When counting canonical kmers, ie kmers in which both the forward and reverse complement of a sequence are treated as identical, how do kmer counting programs decide which kmer to use as the canonical sequence? Do they all work the same way?
To investigate I made a string with GAGTGCGGAATACCACTCTT
which contains all 16 possible 2mers. I then used kmc to figure out how they determine which kmer is used. Only the kmers in the filtered
column below appeared. So, it looks like KMCs' 'canonical' kmers are the ones that first occur alphabetically.
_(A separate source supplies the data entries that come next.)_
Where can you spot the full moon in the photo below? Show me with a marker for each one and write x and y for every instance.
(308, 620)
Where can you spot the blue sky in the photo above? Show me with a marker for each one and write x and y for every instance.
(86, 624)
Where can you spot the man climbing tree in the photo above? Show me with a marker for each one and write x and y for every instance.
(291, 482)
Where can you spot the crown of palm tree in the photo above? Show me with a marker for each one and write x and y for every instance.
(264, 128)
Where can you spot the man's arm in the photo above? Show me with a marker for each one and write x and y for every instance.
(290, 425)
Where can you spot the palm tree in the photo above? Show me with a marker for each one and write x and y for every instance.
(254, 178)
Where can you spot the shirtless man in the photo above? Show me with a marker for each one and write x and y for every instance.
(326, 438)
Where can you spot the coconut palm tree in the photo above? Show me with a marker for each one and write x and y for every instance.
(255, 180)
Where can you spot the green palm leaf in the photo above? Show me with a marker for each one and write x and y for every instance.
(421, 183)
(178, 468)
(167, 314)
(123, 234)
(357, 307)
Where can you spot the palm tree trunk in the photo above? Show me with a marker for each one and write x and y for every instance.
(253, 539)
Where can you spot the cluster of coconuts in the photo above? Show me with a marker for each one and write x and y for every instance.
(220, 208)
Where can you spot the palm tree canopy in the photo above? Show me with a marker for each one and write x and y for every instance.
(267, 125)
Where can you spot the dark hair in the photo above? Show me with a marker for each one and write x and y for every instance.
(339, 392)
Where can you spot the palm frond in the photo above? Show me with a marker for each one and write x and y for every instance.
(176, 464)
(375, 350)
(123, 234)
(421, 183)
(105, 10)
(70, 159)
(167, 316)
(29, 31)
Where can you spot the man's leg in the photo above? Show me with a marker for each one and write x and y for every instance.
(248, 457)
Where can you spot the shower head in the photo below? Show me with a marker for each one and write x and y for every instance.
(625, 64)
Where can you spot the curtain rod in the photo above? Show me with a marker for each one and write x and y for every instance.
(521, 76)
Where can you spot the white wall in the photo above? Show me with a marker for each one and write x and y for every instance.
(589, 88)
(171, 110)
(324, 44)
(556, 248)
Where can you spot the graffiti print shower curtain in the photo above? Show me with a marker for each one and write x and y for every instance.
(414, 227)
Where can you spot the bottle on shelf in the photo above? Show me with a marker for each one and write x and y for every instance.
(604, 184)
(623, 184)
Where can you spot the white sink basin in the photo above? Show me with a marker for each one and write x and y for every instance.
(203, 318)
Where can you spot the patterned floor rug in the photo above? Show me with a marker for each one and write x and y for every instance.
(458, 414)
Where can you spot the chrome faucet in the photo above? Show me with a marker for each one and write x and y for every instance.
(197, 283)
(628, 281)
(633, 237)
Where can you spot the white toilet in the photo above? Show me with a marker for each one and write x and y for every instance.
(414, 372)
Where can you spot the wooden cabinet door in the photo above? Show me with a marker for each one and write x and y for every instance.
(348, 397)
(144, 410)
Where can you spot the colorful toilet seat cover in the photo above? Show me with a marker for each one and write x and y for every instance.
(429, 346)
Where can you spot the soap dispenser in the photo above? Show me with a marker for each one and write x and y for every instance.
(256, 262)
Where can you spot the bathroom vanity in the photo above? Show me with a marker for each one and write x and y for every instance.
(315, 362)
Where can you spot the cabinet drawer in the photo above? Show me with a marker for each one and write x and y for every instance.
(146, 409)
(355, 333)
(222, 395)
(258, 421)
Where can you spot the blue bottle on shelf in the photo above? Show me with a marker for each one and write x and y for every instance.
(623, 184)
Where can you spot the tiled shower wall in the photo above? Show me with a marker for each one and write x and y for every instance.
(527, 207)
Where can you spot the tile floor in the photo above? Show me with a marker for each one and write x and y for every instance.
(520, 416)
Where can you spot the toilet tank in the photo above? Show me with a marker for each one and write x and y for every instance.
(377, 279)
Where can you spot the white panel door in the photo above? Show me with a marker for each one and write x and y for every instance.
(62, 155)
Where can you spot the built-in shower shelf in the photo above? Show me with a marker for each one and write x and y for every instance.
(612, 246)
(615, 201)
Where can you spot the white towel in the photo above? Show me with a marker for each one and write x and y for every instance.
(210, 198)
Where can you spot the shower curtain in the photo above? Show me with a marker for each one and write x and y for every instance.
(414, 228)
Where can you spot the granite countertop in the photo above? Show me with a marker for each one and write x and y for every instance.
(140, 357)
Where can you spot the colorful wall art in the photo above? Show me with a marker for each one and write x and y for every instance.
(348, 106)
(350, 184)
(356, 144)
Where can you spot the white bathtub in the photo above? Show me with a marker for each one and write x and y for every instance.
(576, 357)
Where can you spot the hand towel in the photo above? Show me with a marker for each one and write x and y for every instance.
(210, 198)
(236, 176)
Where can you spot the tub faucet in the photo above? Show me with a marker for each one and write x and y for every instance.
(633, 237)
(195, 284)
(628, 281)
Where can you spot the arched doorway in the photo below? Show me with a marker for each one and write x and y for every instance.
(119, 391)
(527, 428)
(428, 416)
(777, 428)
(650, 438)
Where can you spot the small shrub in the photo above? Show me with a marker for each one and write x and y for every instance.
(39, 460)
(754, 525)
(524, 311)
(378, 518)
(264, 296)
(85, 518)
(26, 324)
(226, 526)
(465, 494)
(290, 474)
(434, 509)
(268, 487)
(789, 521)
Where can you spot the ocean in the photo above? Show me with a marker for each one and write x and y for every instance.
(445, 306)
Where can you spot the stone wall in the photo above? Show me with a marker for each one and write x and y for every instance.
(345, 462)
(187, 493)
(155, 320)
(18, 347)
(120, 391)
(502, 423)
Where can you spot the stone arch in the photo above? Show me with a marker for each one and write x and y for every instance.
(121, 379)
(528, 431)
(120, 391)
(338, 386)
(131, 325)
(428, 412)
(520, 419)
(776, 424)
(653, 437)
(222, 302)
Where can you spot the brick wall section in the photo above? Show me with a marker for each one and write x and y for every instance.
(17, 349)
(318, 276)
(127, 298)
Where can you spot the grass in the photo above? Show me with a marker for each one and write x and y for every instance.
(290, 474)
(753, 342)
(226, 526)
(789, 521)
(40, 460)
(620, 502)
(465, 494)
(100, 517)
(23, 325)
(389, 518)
╔════════════════╦═════╦════════════════════╦══════════╗
║ Possible Kmers ║ RCs ║ RC occurs earlier? ║ filtered ║
╠════════════════╬═════╬════════════════════╬══════════╣
║ TT ║ AA ║ YES ║ TA ║
║ TG ║ CA ║ YES ║ GC ║
║ TC ║ GA ║ YES ║ GA ║
║ TA ║ TA ║ ║ CG ║
║ GT ║ AC ║ YES ║ CC ║
║ GG ║ CC ║ YES ║ CA ║
║ GC ║ GC ║ ║ AT ║
║ GA ║ TC ║ ║ AG ║
║ CT ║ AG ║ YES ║ AC ║
║ CG ║ CG ║ ║ AA ║
║ CC ║ GG ║ ║ ║
║ CA ║ TG ║ ║ ║
║ AT ║ AT ║ ║ ║
║ AG ║ CT ║ ║ ║
║ AC ║ GT ║ ║ ║
║ AA ║ TT ║ ║ ║
╚════════════════╩═════╩════════════════════╩══════════╝
Do all kmer counting programs use the same canonical kmers, and if so do you have documentation explaining this? I wasn't able to find anything in the papers for jellyfish
or kmc
.